What it is and where it is
Often, passing by this square in a distracted way one wonders: why such a strange sculpture? Why is there such a seemingly incomprehensible dedication in Abano? One has to look at the whole to understand that it is a sundial that occupies an area of about 3,000 square meters and is located between the cathedral of San Lorenzo and the municipality of Abano, in the square named after the Sun at Peace.
Why it is special
There are deep, cryptic thoughts that are difficult to explore. It is Curiosity that animates us and drives us to explore the mystery with the slowness of reading, science, research and study. But even as we walk among these marbles and try to understand something of the complex sciences that populate the square, we can meditate on ourselves as well. Observe, for example, the two initial labyrinths: getting lost and finding ourselves. And we can also reason about opposites repelling and attracting each other through the circle containing the four elements (measuring 4 meters in diameter) and having the universe at their center.
Not to be missed
The sculpture that can be seen even from a distance is actually a gnomon: the staff that, based on where its shadow goes at any given time, allows us to read the hours. The one we see here is the result of studies by Salvador Condé and Giovanni Paltinieri, and in addition to the hour, it tells us the proximity to Solstices and Equinoxes. The two sides of the gnomon are decorated with themes dedicated to Pietro D'Abano, who was born in this city and was a great university lecturer, astronomer and philosopher in the 13th century, and to Galileo Galilei who, although he was not from Padua, found the freedom he needed in this city to be able to further his studies.
A bit of history
It was completed in late 1996 by a group of experts in different fields: the creator Salvador Condè, an astrophile; Giulio Genta, a designer and architect; Giovanni Paltrinieri, a gnomonist (the scientist who studies the sun's trajectory and the division of the diurnal arc by projections); and Miro Mazzuccato, the impresario. It aims to take up the history of astronomy and the scanning of time, but also to recall what philosophical thoughts have characterized the studies in the past, incorporating within it a synthesis of all the fundamental scientific laws of human knowledge.

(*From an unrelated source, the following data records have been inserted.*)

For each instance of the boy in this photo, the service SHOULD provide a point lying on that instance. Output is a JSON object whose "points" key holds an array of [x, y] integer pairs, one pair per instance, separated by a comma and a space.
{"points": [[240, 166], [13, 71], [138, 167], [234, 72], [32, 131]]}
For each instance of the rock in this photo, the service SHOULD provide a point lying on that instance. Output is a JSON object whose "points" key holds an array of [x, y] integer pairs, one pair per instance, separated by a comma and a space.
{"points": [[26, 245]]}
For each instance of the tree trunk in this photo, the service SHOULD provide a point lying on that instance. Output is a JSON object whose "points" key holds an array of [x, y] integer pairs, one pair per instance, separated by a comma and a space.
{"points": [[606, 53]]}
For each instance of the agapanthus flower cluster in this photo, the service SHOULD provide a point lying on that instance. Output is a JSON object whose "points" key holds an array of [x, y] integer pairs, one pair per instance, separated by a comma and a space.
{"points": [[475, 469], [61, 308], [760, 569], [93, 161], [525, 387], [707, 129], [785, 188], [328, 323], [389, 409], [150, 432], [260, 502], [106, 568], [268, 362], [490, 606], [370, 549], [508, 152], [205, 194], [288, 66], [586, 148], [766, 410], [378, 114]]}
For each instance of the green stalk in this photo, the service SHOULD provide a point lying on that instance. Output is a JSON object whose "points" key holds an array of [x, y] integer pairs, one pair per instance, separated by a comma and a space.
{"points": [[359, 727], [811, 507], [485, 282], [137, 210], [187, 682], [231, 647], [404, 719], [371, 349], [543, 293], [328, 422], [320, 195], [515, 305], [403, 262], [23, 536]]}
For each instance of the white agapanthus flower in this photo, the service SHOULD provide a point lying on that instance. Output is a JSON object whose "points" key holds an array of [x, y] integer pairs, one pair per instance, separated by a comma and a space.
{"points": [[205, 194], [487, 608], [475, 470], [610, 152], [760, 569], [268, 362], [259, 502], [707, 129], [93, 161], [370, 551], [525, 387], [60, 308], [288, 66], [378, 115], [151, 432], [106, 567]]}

Salvador Condé (died Jan. 27, 2020), the philosophical and astronomical originator of the Sundial, was a proud Aponian. In his long life (101 years) he devoted himself to many passions, teaching, politics and astronomy first. Even today, if we pass his house on Stella Street, we notice a metal dome, built so that he could observe the stars when it pleased him most, often inviting children to learn this from him. To get a good look at it, you need only go behind the library and observe the dome from there.